(Persia Digest) - An expert on China in Tehran believes: “Presently, there are no banks through which China can transfer Iran’s revenues from its oil sales. Not being able to use the dollar to settle accounts is Iran’s problem and China does not deliberately pursue such a goal.”
With the reimposition of secondary US sanctions on Iran, this country is now faced with issues such as receiving money for its oil exports. The Head of the Iran-China Chamber of Commerce and Industry has announced that China will only pay 35-40 percent of Iran’s oil sales to this country in money and will barter trade the balance, and Iran has no options but to sell oil to China.
Are the Chinese kicking Iran while it is down? With these prospects, is Iran’s strategy of looking to the East the right one?

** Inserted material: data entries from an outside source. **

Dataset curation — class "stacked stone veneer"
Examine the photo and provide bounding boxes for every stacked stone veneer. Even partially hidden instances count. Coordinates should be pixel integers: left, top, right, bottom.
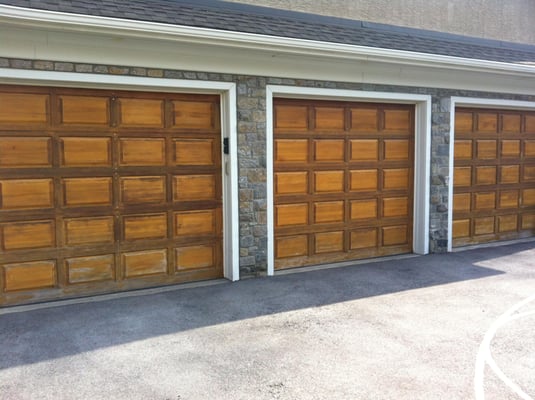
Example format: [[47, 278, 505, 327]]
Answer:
[[0, 58, 535, 274]]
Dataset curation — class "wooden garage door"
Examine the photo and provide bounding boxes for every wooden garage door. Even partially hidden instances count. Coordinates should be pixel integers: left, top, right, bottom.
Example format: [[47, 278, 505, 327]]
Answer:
[[0, 86, 223, 304], [453, 108, 535, 246], [274, 99, 414, 268]]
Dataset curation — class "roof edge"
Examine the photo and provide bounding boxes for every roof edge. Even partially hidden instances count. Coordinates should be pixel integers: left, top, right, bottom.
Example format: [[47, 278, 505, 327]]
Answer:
[[0, 4, 535, 77]]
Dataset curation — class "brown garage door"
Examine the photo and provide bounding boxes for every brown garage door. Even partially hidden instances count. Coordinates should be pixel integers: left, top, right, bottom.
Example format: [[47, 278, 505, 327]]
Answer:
[[274, 99, 414, 268], [0, 86, 223, 305], [453, 108, 535, 246]]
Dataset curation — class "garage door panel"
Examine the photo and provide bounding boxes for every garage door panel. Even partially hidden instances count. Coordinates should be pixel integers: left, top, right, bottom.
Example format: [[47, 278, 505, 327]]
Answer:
[[65, 254, 115, 284], [63, 177, 113, 207], [61, 137, 112, 167], [119, 138, 166, 166], [3, 260, 57, 292], [0, 220, 56, 251], [0, 85, 223, 305], [453, 108, 535, 246], [0, 137, 52, 168], [0, 179, 54, 210], [274, 99, 414, 269], [117, 98, 165, 128], [59, 96, 110, 127], [0, 92, 50, 125]]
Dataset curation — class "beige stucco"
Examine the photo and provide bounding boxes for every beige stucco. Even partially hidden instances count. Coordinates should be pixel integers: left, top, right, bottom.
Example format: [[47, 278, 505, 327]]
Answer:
[[227, 0, 535, 44]]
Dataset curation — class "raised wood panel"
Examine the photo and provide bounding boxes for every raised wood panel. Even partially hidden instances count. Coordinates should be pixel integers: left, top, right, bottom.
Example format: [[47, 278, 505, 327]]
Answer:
[[3, 260, 57, 292], [453, 167, 472, 187], [175, 210, 216, 236], [351, 108, 379, 132], [502, 114, 522, 133], [123, 214, 167, 241], [173, 101, 215, 129], [275, 203, 308, 227], [452, 219, 470, 239], [64, 217, 114, 246], [0, 137, 52, 168], [474, 217, 494, 235], [275, 139, 308, 162], [61, 137, 112, 167], [382, 225, 408, 246], [121, 250, 167, 278], [501, 140, 520, 158], [384, 110, 411, 133], [453, 139, 472, 160], [500, 165, 520, 183], [63, 178, 112, 206], [0, 179, 54, 210], [474, 192, 496, 211], [0, 93, 50, 125], [315, 107, 344, 130], [120, 176, 166, 204], [522, 189, 535, 207], [119, 138, 165, 166], [455, 111, 474, 133], [314, 201, 344, 224], [383, 197, 409, 217], [453, 193, 472, 212], [351, 198, 377, 220], [275, 106, 308, 130], [476, 140, 496, 160], [65, 254, 115, 284], [349, 169, 377, 192], [175, 245, 216, 271], [383, 168, 409, 190], [351, 228, 378, 250], [475, 167, 496, 185], [174, 139, 216, 166], [498, 214, 518, 232], [384, 139, 410, 161], [350, 139, 379, 161], [275, 171, 308, 195], [60, 96, 110, 126], [0, 220, 56, 251], [314, 231, 344, 254], [498, 190, 520, 208], [275, 235, 308, 258], [476, 112, 498, 133], [173, 175, 216, 201], [314, 171, 344, 193], [314, 139, 345, 162], [118, 98, 164, 127]]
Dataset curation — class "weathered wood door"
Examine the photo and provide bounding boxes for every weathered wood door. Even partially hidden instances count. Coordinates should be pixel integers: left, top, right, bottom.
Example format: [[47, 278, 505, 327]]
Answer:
[[0, 86, 223, 305], [273, 99, 414, 268], [453, 108, 535, 246]]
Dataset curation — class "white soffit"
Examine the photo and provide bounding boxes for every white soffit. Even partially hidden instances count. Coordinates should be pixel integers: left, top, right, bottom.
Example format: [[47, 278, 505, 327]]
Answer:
[[0, 5, 535, 94]]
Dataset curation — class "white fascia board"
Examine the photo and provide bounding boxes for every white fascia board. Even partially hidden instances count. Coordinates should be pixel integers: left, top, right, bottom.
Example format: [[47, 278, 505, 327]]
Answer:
[[0, 5, 535, 76]]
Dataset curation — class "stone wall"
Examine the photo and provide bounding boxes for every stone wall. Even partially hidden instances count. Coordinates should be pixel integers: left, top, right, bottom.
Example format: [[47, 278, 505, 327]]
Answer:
[[4, 58, 535, 274], [226, 0, 535, 44]]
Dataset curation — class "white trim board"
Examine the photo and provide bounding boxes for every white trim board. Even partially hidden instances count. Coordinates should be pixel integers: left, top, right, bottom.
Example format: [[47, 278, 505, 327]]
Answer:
[[448, 96, 535, 252], [266, 85, 431, 275], [0, 68, 240, 281]]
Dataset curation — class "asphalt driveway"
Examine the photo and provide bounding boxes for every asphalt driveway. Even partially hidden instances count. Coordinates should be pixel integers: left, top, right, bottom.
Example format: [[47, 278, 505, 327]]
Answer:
[[0, 242, 535, 400]]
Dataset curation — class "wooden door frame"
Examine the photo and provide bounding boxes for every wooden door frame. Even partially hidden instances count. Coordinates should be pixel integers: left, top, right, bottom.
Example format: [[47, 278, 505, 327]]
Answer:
[[0, 68, 240, 281], [266, 85, 431, 275], [448, 96, 535, 252]]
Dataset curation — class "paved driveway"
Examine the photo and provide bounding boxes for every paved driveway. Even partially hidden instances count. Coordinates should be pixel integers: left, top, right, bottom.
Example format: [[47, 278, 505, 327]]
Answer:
[[0, 242, 535, 400]]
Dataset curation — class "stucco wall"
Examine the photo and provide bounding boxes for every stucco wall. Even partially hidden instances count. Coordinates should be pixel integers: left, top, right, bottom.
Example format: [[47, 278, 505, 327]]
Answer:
[[227, 0, 535, 44]]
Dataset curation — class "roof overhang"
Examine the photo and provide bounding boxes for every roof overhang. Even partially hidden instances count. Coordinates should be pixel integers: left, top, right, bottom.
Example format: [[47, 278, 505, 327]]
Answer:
[[0, 5, 535, 94]]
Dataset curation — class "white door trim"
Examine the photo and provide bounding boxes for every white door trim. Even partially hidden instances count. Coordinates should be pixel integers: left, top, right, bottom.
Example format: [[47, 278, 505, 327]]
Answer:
[[448, 96, 535, 252], [266, 85, 431, 275], [0, 68, 240, 281]]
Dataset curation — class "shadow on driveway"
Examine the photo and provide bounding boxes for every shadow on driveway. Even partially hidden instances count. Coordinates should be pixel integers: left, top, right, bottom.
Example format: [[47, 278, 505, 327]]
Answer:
[[0, 239, 533, 369]]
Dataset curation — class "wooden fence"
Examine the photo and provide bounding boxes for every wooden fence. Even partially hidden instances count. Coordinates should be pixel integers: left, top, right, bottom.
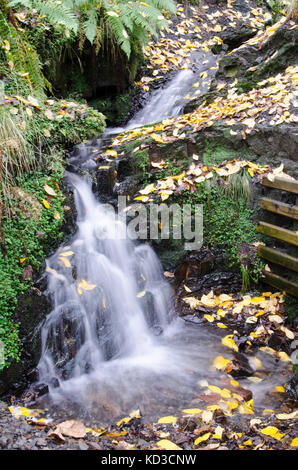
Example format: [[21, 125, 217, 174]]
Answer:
[[257, 176, 298, 297]]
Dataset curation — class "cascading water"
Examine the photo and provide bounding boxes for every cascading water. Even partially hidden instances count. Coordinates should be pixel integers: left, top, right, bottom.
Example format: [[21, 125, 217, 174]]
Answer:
[[38, 174, 224, 418], [33, 53, 286, 422], [39, 174, 170, 380]]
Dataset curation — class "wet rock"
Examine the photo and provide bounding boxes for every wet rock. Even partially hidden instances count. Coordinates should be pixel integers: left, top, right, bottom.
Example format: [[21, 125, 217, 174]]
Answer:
[[230, 351, 254, 377], [33, 383, 49, 397], [79, 440, 89, 450], [50, 377, 60, 388], [27, 367, 39, 383], [87, 441, 103, 450]]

Mohsen Shariatinia, Professor of political sciences at Shahid Beheshti University and researcher on Asia, told Persia Digest (PD): “This is more Iran’s problem rather than China’s. Because there are no banks through which Iran can receive the money for its oil exports. Transferring Iran’s petrodollars is now an impossibility.”
He added: “Forty percent of Iran’s goods are imported from China and the government settles its accounts with its oil sales. China is Iran’s biggest oil customer. But, with the return of financial sanctions, there are no banks willing to make this transfer for Iran. This problem is also seen in other countries, including Iraq and Sri Lanka.”
Shariatinia reiterated: “The volume of trade between Beijing and Tehran is less than one percent of China’s entire foreign trade. This figure is not large enough for China to play such a game.”